Art nègre
Bruno Tessarech
Louis, a hesitant, weak-willed, somewhat useless novelist, can’t even keep his own house clean. All he does is wander aimlessly from one room to the next, staying cooped up inside or chatting with his neighbors for hours on end. Even his loving girlfriend, Olivia, has fled the ruins of his existence. The problem is that Louis has writer’s block.
One day, François, a publisher who is also an old friend, offers him a job: can Louis ghostwrite a famous ex-con’s memoir? Louis accepts. It is the beginning of a long stretch of ghostwriting, hopping from one person’s life to the next. Although he couldn’t get inside his own characters’ heads to write his novel, he is now describing other people’s lives as though they were his own!
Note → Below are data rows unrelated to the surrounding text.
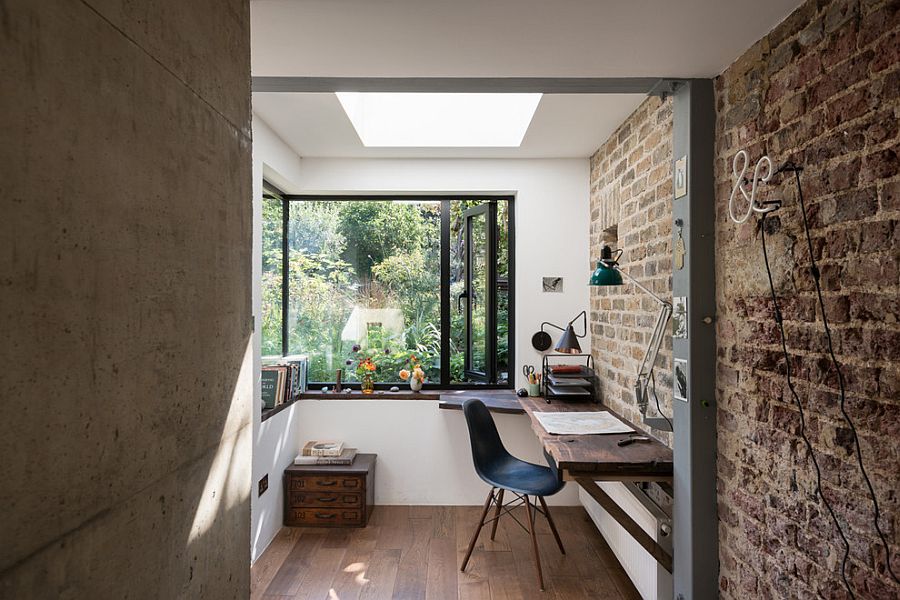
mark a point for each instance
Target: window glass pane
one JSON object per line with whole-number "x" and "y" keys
{"x": 271, "y": 276}
{"x": 479, "y": 291}
{"x": 503, "y": 292}
{"x": 365, "y": 283}
{"x": 458, "y": 299}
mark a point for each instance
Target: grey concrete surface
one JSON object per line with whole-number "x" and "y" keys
{"x": 125, "y": 240}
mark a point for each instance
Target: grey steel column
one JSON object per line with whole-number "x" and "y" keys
{"x": 696, "y": 551}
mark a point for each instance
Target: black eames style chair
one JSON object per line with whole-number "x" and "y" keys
{"x": 504, "y": 472}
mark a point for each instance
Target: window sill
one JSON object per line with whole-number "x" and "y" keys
{"x": 499, "y": 401}
{"x": 376, "y": 395}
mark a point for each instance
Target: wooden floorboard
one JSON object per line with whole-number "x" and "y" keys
{"x": 414, "y": 553}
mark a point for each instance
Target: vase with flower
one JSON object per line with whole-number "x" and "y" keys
{"x": 415, "y": 374}
{"x": 365, "y": 370}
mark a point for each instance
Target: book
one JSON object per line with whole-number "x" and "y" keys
{"x": 322, "y": 448}
{"x": 282, "y": 383}
{"x": 346, "y": 458}
{"x": 301, "y": 362}
{"x": 269, "y": 384}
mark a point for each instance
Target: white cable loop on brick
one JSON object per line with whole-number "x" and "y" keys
{"x": 752, "y": 204}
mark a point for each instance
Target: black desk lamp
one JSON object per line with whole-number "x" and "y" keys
{"x": 568, "y": 341}
{"x": 607, "y": 273}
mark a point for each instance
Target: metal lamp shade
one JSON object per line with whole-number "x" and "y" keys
{"x": 568, "y": 342}
{"x": 605, "y": 275}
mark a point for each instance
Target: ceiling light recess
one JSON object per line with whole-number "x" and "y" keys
{"x": 416, "y": 120}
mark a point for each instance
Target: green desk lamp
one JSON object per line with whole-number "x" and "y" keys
{"x": 608, "y": 273}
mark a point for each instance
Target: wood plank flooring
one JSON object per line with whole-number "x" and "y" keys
{"x": 414, "y": 552}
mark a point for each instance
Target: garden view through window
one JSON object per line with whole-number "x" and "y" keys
{"x": 390, "y": 282}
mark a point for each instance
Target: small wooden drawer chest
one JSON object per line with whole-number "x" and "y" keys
{"x": 330, "y": 495}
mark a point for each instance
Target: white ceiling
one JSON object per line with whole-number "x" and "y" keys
{"x": 564, "y": 126}
{"x": 492, "y": 38}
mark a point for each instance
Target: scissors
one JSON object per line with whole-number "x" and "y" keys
{"x": 528, "y": 371}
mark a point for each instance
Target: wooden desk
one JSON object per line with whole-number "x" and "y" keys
{"x": 599, "y": 456}
{"x": 586, "y": 459}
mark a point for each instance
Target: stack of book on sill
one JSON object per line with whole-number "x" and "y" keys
{"x": 284, "y": 382}
{"x": 325, "y": 453}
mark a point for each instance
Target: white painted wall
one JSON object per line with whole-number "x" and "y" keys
{"x": 552, "y": 219}
{"x": 423, "y": 451}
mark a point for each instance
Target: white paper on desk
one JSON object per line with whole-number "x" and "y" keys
{"x": 581, "y": 423}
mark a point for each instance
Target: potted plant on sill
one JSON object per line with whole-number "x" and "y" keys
{"x": 415, "y": 374}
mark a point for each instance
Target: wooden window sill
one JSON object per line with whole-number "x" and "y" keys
{"x": 499, "y": 401}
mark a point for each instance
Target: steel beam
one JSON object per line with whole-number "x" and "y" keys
{"x": 545, "y": 85}
{"x": 695, "y": 515}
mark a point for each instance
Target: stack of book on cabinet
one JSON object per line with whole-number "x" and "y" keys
{"x": 322, "y": 452}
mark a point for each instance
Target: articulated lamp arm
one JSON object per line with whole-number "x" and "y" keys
{"x": 645, "y": 370}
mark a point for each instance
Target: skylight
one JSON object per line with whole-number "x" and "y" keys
{"x": 416, "y": 120}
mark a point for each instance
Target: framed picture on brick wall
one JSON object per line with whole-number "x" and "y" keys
{"x": 552, "y": 285}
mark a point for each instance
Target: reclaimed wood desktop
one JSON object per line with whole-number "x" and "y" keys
{"x": 587, "y": 459}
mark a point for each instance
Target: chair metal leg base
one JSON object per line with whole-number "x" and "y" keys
{"x": 497, "y": 513}
{"x": 531, "y": 510}
{"x": 487, "y": 506}
{"x": 537, "y": 558}
{"x": 552, "y": 524}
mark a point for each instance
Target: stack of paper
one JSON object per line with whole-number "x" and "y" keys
{"x": 581, "y": 423}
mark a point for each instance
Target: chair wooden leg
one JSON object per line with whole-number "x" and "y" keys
{"x": 537, "y": 559}
{"x": 552, "y": 524}
{"x": 497, "y": 514}
{"x": 487, "y": 506}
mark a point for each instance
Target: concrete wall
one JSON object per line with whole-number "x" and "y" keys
{"x": 125, "y": 261}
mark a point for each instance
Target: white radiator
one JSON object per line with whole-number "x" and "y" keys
{"x": 651, "y": 580}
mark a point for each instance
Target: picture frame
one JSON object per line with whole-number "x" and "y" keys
{"x": 552, "y": 285}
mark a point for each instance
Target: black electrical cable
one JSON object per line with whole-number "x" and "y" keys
{"x": 787, "y": 366}
{"x": 656, "y": 398}
{"x": 816, "y": 274}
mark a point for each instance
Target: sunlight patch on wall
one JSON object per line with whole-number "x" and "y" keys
{"x": 226, "y": 484}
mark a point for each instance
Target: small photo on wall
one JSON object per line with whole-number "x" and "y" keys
{"x": 552, "y": 284}
{"x": 680, "y": 379}
{"x": 679, "y": 317}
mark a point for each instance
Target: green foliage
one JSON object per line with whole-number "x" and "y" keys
{"x": 366, "y": 254}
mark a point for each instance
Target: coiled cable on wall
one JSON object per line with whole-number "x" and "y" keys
{"x": 790, "y": 383}
{"x": 837, "y": 367}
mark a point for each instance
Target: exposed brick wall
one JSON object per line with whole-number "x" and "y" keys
{"x": 822, "y": 90}
{"x": 631, "y": 190}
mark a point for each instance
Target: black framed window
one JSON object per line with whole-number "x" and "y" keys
{"x": 399, "y": 280}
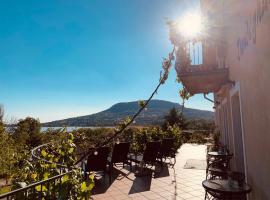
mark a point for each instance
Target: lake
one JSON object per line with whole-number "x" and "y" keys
{"x": 70, "y": 128}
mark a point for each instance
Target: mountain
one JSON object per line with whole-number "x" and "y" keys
{"x": 153, "y": 115}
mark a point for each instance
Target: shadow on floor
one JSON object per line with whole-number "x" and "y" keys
{"x": 142, "y": 183}
{"x": 102, "y": 181}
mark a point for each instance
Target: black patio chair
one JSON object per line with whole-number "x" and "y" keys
{"x": 97, "y": 161}
{"x": 167, "y": 150}
{"x": 149, "y": 157}
{"x": 218, "y": 168}
{"x": 119, "y": 155}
The people themselves may get on his nerves, but he comes to love the experience as a whole: from the boredom of the interviews to the re-found joy of writing as he puts their words into shape on paper. The work helps him pull his own life back together, too. Olivia moves back in, and his own experiences wind up feeding the novel that was always in him.
Like La Femme de l’analyste (The Shrink’s Wife), Bruno Tessarech’s latest (funny and autobiographical) novel, Art nègre, is also about a character with writer’s block.
Art nègre is a novel about writing and its truths and its lies.